Over four hundred enslaved African Americans performed the backbreaking work of quarrying the stone which now comprises many of the floors, walls, and columns of the U.S. Capitol. They were carpenters, masons, painters, and roofers--all skilled workers who built this important symbol of American democracy, while at the same time were denied their freedom by the evil grasp of slavery.
Mr. Lewis' resolution calls for a marker in the Capitol Visitor Center's Emancipation Hall dedicated to the enslaved African-Americans who helped build the Capitol. This marker would serve as a humble token of appreciation and teach visitors about this vital part of the Capitol's history.
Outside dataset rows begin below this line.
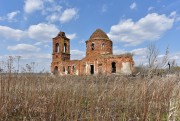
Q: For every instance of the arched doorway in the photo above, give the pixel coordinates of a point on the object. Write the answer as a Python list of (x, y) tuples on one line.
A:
[(65, 47), (57, 48), (55, 70), (113, 65)]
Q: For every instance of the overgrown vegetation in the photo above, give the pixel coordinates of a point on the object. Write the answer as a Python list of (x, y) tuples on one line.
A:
[(104, 98)]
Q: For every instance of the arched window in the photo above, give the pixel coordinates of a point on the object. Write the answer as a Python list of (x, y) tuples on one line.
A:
[(65, 47), (92, 46), (57, 48), (113, 64)]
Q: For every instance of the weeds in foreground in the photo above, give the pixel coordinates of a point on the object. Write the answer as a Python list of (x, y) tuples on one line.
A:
[(103, 98)]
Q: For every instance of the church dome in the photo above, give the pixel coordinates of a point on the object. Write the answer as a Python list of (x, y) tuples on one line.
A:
[(99, 34)]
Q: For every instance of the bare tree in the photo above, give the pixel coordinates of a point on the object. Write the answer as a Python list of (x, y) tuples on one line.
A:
[(152, 54)]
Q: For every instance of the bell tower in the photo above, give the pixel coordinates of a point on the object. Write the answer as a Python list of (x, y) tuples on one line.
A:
[(60, 51)]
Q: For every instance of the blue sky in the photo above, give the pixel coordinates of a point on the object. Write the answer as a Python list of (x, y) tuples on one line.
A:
[(27, 26)]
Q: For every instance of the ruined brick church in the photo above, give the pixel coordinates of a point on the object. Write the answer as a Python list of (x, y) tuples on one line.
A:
[(99, 57)]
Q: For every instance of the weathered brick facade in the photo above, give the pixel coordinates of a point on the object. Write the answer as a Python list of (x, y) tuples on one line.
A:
[(99, 57)]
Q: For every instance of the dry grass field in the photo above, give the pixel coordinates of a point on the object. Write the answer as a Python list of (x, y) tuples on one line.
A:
[(88, 98)]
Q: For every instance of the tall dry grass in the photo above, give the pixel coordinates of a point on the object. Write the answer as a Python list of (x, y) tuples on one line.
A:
[(87, 98)]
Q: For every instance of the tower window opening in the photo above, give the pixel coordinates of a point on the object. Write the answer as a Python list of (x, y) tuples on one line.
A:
[(102, 46), (74, 68), (65, 47), (56, 70), (57, 48), (92, 46), (69, 69), (113, 67)]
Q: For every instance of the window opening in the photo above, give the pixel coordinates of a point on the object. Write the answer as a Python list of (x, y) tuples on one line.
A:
[(113, 67)]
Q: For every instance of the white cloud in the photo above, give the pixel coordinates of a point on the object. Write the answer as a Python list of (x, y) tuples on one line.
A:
[(133, 6), (52, 18), (33, 5), (77, 54), (149, 28), (10, 16), (68, 15), (175, 16), (23, 47), (56, 8), (71, 36), (104, 8), (42, 32), (9, 33)]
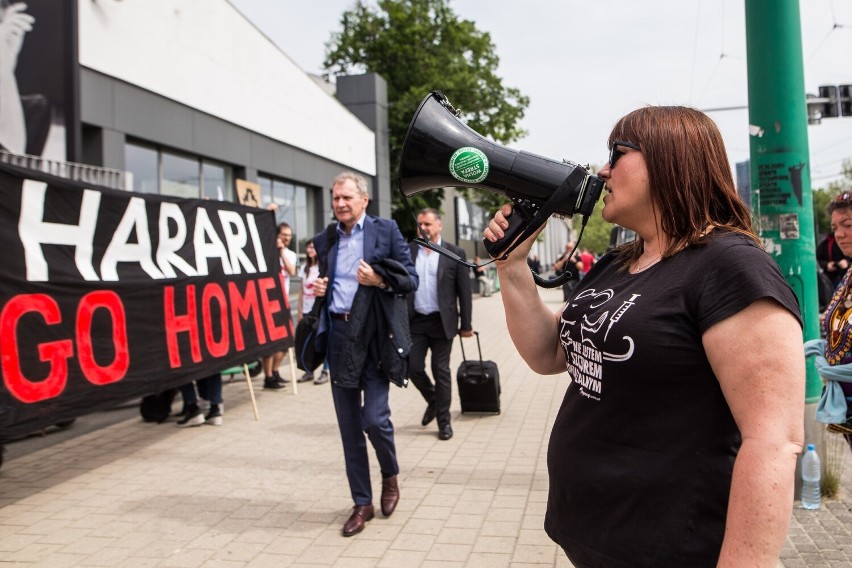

The American people deserve a government that is honest about its past. It is only by recognizing the past, in all its complexities, that we can fully appreciate what we now have in the present, and build a better future. Slavery in no shape or form shall be acceptable in the eyes of the United States, which is why we must always give thanks and appreciation to the hundreds of enslaved workers who contributed to the making of this building. Though they themselves were denied personal freedom, they courageously constructed a testament to freedom that has represented this great nation for over 200 years. It is time for their efforts to be brought forward from the shadows of history.
I strongly urge all my colleagues to vote for H. Con. Res. 135, and would again like to thank my friend JOHN LEWIS for introducing this important legislation.